Measurements of the primary stability and evaluation of accuracy for the implant position
The primary stability was examined at fixture implantation, and implant stability quotients (ISQ) were measured with an Osstell Mentor device (Osstell, Gothenburg, Sweden) [19].
CBCT data were superimposed before and after the surgeries to evaluate the accuracy of implant positioning among the groups. Any changes in three-dimensional displacement and the angle of implant entrance after placement were evaluated by CBCT. To obtain images of standardized size, CBCT scans were performed at natural head positions using an occlusal plane aligner. A natural head position was obtained in an upright seated position and distanced gazing. CBCT data were extracted as a file of Digital Imaging and Communications in Medicine (DICOM). A 3-dimentional analysis program (OnDemand 3D, Cybermed, Seoul, Korea) was used to compare the preoperative planned location of the implant with the postoperative implant position by the automated registration software [20]. The software was superimposed on the basis of voxels’ gray level within the anterior cranial bases of the two CBCT. The anatomical structure of the anterior skull base was selected on the thalamus and ornamental and horizontal surfaces of the first input DICOM file. After automated superposition, the thalamus surface, tubular surface, and horizontal surface were formed in the tomographic direction of the initial input image [21]. To compare the position of the preoperative planned implant with the actual position of the implant after the operation, differences in the distance of the entry point and in the degree of the insertion angle were measured on the superimposed CBCT (Fig. 5).
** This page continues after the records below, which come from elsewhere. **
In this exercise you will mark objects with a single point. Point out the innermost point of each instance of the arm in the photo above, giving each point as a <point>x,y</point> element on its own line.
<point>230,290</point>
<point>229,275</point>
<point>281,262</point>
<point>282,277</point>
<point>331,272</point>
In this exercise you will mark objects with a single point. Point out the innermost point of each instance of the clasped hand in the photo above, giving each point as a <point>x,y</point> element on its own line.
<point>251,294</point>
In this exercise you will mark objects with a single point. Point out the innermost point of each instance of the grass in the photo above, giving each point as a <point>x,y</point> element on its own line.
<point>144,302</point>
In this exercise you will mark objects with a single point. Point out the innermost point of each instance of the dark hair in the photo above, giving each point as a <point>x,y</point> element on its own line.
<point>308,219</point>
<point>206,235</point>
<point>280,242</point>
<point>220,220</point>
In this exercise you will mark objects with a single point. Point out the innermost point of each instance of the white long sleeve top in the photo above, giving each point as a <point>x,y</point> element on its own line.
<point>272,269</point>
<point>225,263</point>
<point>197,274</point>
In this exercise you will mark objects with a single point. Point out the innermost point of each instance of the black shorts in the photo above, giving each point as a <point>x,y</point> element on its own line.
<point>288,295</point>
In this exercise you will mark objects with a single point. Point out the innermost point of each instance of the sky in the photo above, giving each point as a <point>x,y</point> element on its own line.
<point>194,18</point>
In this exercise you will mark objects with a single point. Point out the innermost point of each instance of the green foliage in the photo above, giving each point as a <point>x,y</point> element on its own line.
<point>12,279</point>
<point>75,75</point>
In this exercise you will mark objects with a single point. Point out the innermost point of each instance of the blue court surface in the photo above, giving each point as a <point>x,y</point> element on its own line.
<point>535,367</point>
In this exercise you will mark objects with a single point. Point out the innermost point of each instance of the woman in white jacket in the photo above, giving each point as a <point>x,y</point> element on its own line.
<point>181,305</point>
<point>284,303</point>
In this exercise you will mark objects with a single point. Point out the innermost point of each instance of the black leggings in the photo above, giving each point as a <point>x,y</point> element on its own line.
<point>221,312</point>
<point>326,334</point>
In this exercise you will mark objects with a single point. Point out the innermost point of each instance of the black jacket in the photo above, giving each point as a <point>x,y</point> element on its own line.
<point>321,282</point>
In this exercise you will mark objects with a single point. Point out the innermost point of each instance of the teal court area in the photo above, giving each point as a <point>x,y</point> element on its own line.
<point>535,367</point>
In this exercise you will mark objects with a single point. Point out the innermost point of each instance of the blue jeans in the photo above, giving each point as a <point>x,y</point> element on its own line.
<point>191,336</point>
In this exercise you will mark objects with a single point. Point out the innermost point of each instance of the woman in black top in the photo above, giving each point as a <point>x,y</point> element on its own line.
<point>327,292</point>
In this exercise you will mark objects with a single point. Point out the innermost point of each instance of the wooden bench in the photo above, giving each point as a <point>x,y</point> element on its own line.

SPSS statistics 25.0 (SPSS Inc., Chicago, IL, USA) program was used for statistical analysis, and significance was considered at a level of 0.05. The differences between the entrance displacement and the insertion angle of the planned and placed implants were measured to calculate the mean and standard deviation. Independent sample t-test was used to analyze the difference of the measurements among the groups.